The exodus: Street children in Ghana

Ghanaian street boy (© Eric Beauchemin)

It’s estimated that there are at least 30,000 children living on the streets of Ghana. Eric Beauchemin has visited the country several times. Most recently he spent four months with a non-governmental organisation carrying out a study for a local non-governmental organisation, with the support of UNICEF, into why children are leaving their villages and heading to Ghana’s cities. 

Producer: Eric Beauchemin

Broadcast: July 2, 1999

Transcript

Radio Netherlands, the Dutch International Service, presents “The Exodus – The Growing migration of Ghana’s children from the rural areas to the cities”.

Street children are not really counted in Ghana, but we estimate that there are at least 30.000 in the streets of Ghana

I think it is a serious problem. Children go onto the streets because they want to survive. No child that is well protected and well fed and well cared for will go onto the streets.
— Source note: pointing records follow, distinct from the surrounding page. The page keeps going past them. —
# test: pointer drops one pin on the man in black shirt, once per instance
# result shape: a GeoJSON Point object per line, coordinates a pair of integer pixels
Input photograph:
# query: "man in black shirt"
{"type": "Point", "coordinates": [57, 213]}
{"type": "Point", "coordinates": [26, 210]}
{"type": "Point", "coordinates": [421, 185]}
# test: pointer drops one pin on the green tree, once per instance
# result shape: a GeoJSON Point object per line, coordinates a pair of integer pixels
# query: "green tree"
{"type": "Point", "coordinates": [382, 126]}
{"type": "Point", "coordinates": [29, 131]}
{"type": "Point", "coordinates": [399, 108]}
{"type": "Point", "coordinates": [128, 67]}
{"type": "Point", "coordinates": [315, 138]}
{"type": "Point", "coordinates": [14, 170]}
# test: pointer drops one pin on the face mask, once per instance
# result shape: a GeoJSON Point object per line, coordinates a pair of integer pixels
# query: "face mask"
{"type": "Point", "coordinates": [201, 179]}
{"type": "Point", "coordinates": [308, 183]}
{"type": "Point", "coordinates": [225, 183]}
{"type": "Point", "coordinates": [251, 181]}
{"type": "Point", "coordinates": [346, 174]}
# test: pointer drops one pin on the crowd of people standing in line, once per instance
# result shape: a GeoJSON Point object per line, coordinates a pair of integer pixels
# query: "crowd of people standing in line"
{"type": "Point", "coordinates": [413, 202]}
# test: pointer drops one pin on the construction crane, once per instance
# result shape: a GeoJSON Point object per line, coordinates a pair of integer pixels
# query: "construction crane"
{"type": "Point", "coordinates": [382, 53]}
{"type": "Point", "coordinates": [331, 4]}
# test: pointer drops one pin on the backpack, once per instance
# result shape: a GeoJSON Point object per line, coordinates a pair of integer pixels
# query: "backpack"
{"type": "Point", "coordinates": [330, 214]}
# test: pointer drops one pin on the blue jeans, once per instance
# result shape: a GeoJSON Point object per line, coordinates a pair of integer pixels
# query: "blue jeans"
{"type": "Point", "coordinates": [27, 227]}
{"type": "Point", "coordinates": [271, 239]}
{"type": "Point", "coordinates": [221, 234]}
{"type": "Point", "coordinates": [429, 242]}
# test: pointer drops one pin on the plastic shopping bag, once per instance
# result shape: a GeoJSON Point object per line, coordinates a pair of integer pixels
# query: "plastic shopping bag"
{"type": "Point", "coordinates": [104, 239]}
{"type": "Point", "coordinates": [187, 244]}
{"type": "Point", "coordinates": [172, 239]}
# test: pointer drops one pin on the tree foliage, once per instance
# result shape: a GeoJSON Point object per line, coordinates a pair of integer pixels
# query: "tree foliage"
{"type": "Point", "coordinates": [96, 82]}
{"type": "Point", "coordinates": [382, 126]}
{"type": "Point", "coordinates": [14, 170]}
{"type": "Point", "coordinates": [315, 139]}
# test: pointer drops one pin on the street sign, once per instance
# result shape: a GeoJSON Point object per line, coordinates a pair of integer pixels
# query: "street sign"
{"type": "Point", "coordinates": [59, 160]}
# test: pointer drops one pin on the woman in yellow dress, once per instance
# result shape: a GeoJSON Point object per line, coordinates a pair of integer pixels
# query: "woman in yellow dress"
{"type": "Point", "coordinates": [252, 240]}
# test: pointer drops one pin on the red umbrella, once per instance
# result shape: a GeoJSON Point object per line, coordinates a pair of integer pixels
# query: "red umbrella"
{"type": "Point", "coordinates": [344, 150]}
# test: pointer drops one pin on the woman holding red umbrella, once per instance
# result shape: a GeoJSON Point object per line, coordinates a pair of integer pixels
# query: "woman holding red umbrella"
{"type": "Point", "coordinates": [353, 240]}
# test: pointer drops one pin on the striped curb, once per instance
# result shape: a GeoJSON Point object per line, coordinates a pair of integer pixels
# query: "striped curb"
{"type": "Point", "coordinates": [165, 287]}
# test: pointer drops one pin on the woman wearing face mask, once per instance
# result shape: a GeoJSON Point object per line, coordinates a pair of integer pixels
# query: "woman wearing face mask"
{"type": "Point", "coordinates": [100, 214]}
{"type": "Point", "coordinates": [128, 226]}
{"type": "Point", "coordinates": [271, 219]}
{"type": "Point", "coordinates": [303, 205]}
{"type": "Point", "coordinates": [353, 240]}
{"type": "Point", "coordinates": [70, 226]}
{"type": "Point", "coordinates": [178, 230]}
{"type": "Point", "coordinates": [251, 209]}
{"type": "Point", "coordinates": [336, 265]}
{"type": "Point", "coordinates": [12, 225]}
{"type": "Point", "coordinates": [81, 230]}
Throughout the developing world, more and more children are moving from the hinterland to the streets of the big cities. The West African nation of Ghana is no exception – despite impressive growth rates of 7% per year, political and social stability, and a vision…Vision 2020, the government’s official policy to turn the West African nation into a middle-income nation by the year two-thousand-twenty. According to the United Nations Children’s Fund, UNICEF, there are 30-thousand children living on the streets of Ghana’s cities. Half of them are in the capital Accra. 5 years ago, I went to Accra to report on street children. I spent only a few days there, not enough time to gain the children’s confidence or to get a clear understanding of the reasons behind the growing numbers of street children. Since then, Ghana’s street child population has swelled, but local charities and UNICEF have been having trouble convincing donors of the seriousness of the problem and its implications for society in Ghana…and in many other countries in the developing world. I returned to Ghana in December. Together with two researchers from CAS, Catholic Action for Street Children, a local non-governmental organisation run by a Dutch priest, I spent the past four months looking into reasons behind the exodus…and getting to know why more are children are heading to the cities.

My name is Ayempoya. 17 years. I came to the city two years ago because if you stay upcountry, you become a useless person. Over there, there’s nothing to do, except taking the cattle out to graze. My father kept on telling me that I had to take the cows out. That’s why I dropped out of school. I couldn’t do that AND go to school.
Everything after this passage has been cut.